Another state will likely soon move one step closer to legitimizing the decades of scientific research behind the medical use of cannabis. House Bill 885, also known as Haleigh’s Hope Act, would revive a 30 year-old medical marijuana law in Georgia that was never fully enacted. HB 885 passed the House Health Committee with a unanimous on Wednesday and is expected to receive a warm welcome in the full House.
In 1982 Georgia passed one of the nation’s first medical marijuana laws, a law that required the approval of a medical review board that was never convened. The law was originally intended to relieve the suffering of cancer and glaucoma patients. Rather than replace the original Georgia medical marijuana law, HB 885 instead modifies the original law by turning it into a research program that will be run by Georgia universities. In addition, the new bill will expand the medical conditions that are approved for medical marijuana use by adding seizure disorders.
Key provisions of Georgia’s proposed medical marijuana law
- Establishes a state-sponsored program for the investigational use of cannabis and its derivatives.
- Participation is strictly limited to patients suffering from three conditions:
- Cancer patients who have had adverse reactions to chemotherapy or radiation.
- Glaucoma patients who do not respond to treatment by “conventional controlled substances”.
- Seizure disorder patients
- Patients will receive their medical marijuana from academic medical centers who agree to conduct clinical trials.
- Medical marijuana would not be dispensed in smokeable form. Patients would instead be given drops or pills that have high concentrations of Cannabidiol (CBD), one of at least 60 cannabinoids that are present in cannabis.
- Georgia medical marijuana would either be grown by (and obtained from) the University of Mississippi’s medical marijuana program, or by the academic medical centers themselves.
- After testing by the academic medical center, medical marijuana would be turned over to the Georgia Drugs and Narcotics Agency, to be distributed back to the University as-needed.

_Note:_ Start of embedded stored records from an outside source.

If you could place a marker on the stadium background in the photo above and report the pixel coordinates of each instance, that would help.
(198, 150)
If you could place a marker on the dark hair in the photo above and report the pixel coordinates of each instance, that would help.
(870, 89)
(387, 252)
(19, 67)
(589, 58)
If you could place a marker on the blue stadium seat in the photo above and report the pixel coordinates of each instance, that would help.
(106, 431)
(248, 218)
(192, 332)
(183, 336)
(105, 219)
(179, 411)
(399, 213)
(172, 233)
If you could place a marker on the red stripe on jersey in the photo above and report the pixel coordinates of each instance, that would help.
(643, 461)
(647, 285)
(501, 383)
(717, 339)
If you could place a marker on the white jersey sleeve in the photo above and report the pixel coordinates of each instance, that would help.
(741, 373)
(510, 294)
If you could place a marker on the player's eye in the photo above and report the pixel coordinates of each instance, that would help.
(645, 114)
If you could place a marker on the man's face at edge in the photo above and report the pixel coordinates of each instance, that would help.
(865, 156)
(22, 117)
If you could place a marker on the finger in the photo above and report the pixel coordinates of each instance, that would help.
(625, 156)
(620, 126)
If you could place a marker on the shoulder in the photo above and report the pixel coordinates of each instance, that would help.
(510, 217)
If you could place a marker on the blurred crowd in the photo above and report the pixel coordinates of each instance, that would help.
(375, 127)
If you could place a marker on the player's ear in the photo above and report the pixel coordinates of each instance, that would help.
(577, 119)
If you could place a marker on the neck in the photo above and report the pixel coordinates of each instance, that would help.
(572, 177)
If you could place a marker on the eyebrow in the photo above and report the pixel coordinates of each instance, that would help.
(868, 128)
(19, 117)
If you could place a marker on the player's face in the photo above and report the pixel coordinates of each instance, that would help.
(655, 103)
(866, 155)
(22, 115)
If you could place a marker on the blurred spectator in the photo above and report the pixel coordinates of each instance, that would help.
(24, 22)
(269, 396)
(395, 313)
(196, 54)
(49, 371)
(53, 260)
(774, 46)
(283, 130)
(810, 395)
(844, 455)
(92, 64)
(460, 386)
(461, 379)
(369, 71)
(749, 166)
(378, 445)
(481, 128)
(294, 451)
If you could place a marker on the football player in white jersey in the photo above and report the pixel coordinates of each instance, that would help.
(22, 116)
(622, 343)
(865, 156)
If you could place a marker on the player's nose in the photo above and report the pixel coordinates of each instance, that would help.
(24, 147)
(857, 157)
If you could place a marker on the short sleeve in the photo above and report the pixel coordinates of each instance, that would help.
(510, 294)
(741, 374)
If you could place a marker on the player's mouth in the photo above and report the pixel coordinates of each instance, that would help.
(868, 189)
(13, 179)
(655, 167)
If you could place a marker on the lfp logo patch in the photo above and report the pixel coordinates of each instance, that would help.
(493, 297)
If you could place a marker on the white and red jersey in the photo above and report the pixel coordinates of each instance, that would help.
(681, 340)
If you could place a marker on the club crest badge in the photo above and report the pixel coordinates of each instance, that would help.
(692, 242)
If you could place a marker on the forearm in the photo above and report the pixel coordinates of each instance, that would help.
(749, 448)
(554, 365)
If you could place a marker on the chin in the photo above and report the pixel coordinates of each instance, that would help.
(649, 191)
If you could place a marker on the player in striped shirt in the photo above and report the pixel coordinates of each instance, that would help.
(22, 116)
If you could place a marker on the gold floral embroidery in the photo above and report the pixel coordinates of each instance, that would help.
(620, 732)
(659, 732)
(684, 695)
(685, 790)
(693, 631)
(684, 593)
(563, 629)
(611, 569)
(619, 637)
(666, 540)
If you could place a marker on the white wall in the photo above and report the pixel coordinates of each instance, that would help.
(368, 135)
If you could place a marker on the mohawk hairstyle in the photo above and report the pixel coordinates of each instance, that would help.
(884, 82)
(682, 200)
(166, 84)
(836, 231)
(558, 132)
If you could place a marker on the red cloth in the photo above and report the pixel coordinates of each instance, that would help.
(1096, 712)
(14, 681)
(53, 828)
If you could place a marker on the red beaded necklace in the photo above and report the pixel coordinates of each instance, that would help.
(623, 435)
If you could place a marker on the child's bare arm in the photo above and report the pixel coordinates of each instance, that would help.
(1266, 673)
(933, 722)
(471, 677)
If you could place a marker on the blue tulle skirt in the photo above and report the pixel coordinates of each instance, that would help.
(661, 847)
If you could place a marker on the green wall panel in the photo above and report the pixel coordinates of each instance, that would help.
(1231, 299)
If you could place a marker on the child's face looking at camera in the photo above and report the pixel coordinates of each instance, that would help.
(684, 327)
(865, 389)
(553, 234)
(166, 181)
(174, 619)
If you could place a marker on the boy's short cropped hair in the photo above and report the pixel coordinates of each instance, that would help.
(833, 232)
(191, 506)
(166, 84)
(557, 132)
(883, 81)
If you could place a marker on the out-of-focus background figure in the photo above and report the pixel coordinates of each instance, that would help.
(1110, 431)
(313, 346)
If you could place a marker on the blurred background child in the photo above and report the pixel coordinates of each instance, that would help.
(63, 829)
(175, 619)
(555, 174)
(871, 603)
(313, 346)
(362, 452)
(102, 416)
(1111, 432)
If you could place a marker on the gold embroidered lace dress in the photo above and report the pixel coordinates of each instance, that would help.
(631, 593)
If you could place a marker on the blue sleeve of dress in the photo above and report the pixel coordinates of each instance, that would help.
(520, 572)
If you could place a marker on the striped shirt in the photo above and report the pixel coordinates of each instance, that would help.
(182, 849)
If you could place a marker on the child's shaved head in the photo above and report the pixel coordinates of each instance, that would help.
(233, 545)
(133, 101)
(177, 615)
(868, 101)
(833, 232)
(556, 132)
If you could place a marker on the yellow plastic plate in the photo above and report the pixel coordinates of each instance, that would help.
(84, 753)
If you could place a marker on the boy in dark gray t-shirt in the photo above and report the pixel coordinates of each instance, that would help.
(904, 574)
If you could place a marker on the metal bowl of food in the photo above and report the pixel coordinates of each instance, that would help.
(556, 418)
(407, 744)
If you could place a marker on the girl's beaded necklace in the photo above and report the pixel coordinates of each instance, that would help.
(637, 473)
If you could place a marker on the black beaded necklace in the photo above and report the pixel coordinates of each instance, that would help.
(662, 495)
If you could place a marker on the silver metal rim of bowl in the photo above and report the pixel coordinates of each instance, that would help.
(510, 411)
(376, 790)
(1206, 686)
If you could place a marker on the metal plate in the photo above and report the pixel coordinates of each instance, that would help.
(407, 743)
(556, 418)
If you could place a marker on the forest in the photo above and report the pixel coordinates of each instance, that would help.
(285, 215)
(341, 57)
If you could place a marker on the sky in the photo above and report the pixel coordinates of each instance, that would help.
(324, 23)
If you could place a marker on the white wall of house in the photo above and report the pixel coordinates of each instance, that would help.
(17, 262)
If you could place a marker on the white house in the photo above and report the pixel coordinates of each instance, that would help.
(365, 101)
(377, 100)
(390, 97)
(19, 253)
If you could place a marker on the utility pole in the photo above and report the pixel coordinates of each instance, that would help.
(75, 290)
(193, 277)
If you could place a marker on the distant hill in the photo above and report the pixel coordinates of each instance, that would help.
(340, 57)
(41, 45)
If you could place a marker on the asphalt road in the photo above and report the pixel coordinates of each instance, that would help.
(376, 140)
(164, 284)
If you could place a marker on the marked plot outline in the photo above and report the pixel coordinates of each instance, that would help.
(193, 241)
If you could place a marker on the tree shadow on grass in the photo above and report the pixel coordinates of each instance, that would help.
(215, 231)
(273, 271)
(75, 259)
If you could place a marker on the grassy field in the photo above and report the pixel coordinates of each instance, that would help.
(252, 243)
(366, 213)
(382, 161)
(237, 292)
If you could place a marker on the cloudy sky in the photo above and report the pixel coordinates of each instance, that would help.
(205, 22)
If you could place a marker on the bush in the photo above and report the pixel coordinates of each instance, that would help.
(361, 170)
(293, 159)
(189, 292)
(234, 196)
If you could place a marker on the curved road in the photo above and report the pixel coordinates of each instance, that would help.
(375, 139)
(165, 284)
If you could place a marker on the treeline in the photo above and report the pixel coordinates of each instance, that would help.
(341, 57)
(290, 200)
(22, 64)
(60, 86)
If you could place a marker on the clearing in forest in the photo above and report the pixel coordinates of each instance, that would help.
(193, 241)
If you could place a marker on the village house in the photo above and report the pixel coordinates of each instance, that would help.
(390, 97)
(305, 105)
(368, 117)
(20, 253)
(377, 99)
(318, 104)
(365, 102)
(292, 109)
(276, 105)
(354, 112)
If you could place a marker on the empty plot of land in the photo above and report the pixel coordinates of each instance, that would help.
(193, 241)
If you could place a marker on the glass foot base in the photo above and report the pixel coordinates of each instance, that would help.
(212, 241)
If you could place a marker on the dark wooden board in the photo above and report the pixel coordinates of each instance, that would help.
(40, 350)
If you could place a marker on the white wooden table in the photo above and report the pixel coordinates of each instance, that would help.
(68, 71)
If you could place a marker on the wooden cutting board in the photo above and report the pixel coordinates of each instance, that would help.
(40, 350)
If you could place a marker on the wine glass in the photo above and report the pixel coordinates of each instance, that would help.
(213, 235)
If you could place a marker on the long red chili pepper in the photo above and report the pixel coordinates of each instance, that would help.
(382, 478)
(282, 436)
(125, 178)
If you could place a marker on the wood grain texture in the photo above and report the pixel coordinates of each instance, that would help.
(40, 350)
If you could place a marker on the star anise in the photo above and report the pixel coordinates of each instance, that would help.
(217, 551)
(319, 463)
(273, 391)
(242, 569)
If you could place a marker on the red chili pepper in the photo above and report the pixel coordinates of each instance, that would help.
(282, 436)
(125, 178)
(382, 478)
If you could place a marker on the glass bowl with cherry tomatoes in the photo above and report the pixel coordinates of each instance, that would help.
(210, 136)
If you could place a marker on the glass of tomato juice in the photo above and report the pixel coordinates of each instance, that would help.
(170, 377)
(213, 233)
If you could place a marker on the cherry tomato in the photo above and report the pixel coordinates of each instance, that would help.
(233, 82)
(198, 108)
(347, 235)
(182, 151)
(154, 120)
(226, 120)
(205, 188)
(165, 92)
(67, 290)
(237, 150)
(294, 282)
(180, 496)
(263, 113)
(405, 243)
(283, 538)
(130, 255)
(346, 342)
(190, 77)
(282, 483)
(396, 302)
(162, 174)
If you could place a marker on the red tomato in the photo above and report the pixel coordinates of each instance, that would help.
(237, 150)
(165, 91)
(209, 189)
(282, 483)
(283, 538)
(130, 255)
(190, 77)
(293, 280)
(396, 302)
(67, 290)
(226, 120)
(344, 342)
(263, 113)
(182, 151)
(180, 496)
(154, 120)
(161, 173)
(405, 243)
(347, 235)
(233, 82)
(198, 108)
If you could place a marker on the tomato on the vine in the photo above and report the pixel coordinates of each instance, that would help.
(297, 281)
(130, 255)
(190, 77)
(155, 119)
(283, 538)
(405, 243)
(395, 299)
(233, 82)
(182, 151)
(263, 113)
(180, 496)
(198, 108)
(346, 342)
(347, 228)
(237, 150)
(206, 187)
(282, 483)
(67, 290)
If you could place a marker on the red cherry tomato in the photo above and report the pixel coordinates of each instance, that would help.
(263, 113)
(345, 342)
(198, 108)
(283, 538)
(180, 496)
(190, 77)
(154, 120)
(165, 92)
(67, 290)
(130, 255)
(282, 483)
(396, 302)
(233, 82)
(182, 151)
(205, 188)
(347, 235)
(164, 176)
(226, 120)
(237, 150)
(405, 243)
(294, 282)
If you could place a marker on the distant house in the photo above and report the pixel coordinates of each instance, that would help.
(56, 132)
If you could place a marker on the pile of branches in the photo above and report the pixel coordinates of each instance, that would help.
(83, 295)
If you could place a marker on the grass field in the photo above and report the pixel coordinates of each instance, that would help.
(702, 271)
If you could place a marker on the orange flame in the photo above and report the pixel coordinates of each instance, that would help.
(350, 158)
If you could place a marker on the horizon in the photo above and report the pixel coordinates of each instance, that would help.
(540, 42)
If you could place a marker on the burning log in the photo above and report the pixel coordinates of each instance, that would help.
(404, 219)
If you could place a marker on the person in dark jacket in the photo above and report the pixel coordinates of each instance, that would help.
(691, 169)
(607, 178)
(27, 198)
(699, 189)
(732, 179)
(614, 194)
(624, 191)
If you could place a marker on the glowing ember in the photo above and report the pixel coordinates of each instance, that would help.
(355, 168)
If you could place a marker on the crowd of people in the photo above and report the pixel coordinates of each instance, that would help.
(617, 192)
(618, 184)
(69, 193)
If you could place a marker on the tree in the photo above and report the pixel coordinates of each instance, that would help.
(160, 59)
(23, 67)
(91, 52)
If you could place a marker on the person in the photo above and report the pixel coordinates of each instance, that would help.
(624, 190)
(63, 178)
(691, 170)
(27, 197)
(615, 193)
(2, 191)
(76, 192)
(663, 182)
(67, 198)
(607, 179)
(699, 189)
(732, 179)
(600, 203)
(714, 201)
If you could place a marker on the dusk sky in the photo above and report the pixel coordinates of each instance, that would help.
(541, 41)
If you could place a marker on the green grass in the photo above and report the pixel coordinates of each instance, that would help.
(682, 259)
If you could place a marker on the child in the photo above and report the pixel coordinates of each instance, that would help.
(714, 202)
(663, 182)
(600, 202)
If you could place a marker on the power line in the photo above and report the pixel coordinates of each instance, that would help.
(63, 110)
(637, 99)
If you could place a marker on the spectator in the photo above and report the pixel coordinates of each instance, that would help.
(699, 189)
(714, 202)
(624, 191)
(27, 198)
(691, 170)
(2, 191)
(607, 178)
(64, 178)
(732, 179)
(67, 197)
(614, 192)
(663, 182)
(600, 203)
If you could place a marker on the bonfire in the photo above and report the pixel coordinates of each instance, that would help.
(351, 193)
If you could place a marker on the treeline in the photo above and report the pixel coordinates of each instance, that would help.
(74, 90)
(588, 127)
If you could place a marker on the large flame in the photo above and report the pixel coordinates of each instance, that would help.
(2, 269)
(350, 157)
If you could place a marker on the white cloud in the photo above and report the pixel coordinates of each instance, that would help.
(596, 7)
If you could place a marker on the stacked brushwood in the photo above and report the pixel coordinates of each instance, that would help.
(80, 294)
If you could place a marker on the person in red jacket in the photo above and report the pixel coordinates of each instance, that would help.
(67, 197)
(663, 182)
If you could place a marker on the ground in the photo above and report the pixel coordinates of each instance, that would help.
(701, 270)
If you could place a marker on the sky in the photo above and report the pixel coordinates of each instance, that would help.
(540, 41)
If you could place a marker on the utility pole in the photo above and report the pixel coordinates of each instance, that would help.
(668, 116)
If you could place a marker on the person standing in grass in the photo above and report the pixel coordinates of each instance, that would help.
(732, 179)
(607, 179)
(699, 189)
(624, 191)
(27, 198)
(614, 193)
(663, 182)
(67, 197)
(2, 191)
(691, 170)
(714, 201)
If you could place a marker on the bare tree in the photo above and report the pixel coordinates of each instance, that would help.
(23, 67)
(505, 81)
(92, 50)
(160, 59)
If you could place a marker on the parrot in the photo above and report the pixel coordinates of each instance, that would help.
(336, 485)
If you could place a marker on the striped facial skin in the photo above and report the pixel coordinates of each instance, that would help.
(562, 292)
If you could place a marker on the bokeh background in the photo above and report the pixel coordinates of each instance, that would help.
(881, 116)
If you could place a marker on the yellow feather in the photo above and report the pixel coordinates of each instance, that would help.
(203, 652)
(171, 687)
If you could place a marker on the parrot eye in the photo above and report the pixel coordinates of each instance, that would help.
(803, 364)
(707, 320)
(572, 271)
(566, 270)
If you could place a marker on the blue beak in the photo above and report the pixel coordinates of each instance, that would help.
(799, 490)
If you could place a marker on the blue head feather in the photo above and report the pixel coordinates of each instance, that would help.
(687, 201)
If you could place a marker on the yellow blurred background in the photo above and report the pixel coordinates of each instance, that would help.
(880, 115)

Growing medical marijuana in Georgia
Many are questioning the feasibility of assigning the task of growing marijuana to academic institutions in Georgia. Whether growing marijuana, which is against federal law, would endanger federal funding for these institutions is anyone’s guess, and so far none of Georgia’s academic hospitals have committed to joining the program.
Under the proposed bill, which is expected to pass both the Senate and the Governor’s desk, only five universities would be eligible to apply for participation in Georgia’s medical marijuana program. Those are Georgia Regents University, the University of Georgia, Emory University, Mercer University and Morehouse College.